East African Breweries Ltd (EABL) #ticker:EABL is projected to
chalk up lower income growth after 2018 leading to less return on equity
(RoE), a new analysis says.
Citi analysts indicate the
company, which saw its net profit fall by 20.6 per cent in its latest
financial year report, is facing challenges ranging from an excise tax
increase to high debt levels.
The brewer, while having
a better outlook for the second half of this financial year, has weak
growth momentum according to the US firm.
“The second
half should be better, but momentum looks weak. The Kenyan economy is
showing signs of improvement, with sharply lower inflation and a rebound
in economic activity indicators. This should support better performance
in the second half,” said Citi.
Underperformance
The investment bank notes that EABL has significantly underperformed large cap peers in recent months.
Data
from the Nairobi Securities Exchange show the company’s price per share
rose by 9.61 per cent in the past 12 months but shrank by 4.92 per cent
in the last six months.
The share price of its large
peers — the 10 largest firms by market cap as of February 2 — rose by at
least 22 per cent in the past 12 months.
“EABL shares
have underperformed Kenyan large cap peers significantly in recent
months, but unfortunately these results are likely to discourage
investors looking for a quick catch up,” said Citi.
Share price rise
The
analysts said the company’s share price is likely to rise to about
Sh275, which is only Sh3 above its highest price in the past 12 months.
“EABL
continues to be bedevilled by tax volatility in its various markets.
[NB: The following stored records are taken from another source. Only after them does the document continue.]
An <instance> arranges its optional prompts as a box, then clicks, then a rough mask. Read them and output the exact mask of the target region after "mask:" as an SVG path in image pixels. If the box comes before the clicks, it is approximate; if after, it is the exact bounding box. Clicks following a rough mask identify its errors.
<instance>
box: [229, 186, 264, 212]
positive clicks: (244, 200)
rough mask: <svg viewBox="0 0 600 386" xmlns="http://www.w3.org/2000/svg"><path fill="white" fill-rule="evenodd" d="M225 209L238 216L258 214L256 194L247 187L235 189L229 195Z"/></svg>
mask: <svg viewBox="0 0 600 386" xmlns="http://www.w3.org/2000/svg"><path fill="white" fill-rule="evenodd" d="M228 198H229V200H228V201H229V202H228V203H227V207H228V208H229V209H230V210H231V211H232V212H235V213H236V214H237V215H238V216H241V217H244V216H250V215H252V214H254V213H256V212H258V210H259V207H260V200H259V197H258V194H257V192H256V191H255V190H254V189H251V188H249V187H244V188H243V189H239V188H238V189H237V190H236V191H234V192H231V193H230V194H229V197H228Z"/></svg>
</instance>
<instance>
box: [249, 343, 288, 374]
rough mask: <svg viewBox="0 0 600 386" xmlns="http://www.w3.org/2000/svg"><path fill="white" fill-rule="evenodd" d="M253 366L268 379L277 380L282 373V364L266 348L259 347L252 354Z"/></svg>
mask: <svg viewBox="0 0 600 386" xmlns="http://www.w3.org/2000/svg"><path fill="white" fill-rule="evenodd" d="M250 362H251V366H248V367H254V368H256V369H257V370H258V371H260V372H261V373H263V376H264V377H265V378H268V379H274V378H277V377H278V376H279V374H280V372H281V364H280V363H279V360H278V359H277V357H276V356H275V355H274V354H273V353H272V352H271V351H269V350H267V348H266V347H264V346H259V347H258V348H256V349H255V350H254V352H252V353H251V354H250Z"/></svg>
For this period it was Uganda that seems to have replaced Tanzania as
its problem market, following excise increases there. The company also
cited (in announcing six-month results) election-related uncertainty in
Kenya as dampening consumer demand,” said Citi.
The
return on equity, which stood at 44.30 per cent in 2017, is forecast to
rise to 47.56 per cent this year, but then fall thereafter to 44.02 per
cent in 2019 and 39.06 per cent in the following year.
This means that the RoE is projected to fall by more than half compared to 2014 when it stood at 81.80 per cent.
Net income is forecast to rise to 28.1 per cent this year, fall to 14.3 per cent in 2019 and 9.5 per cent in 2020.